Minimizing Communication in Sparse Matrix Solvers
|Title||Minimizing Communication in Sparse Matrix Solvers|
|Publication Type||Conference Paper|
|Year of Publication||2009|
|Authors||Mohiyuddin, M., Hoemmen M., Demmel J., & Yelick K.|
|Conference Name||Supercomputing '09|
|Conference Location||Portlad, Oregon|
Data communication within the memory system of a single processor node and between multiple nodes in a system is the bottleneck in many iterative sparse matrix solvers like CG and GMRES: here k iterations of a conventional implementation perform k sparse-matrix-vector-multiplications and Omega(k) vector operations like dot products, resulting in communication that grows by a factor of Omega(k) in both the memory and network.

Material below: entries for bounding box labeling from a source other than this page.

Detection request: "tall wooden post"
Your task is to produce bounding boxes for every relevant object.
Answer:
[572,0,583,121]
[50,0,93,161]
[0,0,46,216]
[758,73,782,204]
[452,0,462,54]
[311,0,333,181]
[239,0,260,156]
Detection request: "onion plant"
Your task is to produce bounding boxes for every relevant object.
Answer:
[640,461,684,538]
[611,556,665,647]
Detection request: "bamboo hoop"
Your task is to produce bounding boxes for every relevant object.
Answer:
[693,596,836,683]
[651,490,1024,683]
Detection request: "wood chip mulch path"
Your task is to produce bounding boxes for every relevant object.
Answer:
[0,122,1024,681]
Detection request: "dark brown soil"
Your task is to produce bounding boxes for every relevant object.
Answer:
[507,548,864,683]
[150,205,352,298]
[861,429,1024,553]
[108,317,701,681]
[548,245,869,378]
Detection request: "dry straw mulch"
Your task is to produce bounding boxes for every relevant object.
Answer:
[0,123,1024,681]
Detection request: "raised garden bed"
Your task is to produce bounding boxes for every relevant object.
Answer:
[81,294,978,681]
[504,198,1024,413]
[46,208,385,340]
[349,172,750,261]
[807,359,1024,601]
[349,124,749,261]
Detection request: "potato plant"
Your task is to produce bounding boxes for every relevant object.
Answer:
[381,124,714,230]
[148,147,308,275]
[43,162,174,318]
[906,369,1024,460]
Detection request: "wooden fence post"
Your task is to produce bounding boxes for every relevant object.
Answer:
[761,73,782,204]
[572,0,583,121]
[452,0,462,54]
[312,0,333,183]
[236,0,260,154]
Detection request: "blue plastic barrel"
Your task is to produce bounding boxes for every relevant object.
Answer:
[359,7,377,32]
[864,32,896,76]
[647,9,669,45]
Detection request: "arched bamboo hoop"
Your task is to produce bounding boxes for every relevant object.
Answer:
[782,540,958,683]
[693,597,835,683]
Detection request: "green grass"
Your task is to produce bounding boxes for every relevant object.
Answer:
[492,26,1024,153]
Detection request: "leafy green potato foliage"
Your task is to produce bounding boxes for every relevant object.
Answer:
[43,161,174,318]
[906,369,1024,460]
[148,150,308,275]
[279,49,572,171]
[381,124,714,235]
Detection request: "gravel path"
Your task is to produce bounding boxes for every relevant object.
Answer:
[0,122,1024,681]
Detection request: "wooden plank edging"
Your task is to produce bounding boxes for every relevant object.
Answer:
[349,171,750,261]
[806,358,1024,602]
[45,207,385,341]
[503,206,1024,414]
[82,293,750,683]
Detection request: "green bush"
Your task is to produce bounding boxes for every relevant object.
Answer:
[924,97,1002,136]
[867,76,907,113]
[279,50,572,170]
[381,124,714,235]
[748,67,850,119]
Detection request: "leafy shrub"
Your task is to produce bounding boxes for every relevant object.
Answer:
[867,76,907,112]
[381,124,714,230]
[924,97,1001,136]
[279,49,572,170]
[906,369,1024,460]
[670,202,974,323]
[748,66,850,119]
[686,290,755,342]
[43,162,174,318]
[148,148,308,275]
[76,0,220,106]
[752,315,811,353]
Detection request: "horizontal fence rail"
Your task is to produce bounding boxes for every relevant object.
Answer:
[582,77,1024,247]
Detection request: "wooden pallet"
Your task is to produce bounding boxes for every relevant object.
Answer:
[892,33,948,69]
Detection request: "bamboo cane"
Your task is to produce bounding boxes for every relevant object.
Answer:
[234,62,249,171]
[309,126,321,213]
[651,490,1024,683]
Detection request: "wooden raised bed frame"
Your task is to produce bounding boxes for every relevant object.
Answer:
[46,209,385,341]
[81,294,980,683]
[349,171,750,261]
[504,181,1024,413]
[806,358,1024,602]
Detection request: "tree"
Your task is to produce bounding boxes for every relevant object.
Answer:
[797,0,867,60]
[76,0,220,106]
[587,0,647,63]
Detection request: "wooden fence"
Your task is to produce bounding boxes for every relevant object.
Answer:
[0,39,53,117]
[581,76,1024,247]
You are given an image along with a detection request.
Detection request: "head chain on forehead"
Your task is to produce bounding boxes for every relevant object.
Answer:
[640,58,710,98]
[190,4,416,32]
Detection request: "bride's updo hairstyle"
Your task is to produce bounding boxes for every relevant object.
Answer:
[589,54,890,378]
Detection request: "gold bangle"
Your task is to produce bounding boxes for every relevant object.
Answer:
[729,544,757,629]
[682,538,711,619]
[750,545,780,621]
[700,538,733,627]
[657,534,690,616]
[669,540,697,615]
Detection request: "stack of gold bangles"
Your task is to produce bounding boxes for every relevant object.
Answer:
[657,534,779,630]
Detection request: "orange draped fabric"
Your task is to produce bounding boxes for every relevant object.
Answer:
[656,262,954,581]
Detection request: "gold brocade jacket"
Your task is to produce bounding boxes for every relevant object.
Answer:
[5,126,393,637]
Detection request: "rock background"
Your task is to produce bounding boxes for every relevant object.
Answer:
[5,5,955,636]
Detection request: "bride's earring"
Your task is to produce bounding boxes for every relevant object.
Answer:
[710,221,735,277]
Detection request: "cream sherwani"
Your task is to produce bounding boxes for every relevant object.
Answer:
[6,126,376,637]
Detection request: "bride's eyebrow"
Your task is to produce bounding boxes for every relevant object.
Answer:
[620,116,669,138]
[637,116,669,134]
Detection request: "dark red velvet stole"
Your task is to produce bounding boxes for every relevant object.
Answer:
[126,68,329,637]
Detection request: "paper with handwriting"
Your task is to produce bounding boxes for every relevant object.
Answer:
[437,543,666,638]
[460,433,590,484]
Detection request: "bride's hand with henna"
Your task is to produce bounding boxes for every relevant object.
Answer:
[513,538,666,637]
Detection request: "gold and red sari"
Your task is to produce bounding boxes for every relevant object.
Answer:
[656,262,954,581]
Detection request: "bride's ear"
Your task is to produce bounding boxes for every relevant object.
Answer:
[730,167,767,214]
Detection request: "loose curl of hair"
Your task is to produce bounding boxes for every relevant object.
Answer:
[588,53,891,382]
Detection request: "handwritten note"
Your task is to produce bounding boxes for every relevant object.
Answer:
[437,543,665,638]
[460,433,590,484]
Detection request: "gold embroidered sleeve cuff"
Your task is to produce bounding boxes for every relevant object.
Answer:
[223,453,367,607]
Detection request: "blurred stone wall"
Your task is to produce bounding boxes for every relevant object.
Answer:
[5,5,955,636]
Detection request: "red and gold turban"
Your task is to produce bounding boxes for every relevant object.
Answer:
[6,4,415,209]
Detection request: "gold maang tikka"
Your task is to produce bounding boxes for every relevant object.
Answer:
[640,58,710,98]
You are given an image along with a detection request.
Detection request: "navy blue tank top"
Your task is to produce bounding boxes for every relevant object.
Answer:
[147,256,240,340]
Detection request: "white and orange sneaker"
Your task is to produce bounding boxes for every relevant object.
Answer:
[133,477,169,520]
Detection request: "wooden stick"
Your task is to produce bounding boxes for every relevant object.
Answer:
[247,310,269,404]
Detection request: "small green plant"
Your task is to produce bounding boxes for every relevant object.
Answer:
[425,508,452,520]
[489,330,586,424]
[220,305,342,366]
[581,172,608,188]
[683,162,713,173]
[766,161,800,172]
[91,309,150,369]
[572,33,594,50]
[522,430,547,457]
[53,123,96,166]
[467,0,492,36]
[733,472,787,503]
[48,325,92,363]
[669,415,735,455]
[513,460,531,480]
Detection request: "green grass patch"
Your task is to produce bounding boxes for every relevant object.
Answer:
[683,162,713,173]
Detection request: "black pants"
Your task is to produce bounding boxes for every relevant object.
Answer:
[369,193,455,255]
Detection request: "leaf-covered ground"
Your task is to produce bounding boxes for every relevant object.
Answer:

By reorganizing the sparse-matrix kernel to compute a set of matrix-vector products at once and reorganizing the rest of the algorithm accordingly, we can perform k iterations by sending O(log P) messages instead of O(k log P) messages on a parallel machine, and reading matrix A from DRAM to cache just once instead of k times on a sequential machine. This reduces communication to the minimum possible. We combine these techniques to implement GMRES on an 8-core Intel Clovertown, and get speedups of up to 4.3x over standard GMRES, without sacrificing convergence rate or numerical stability.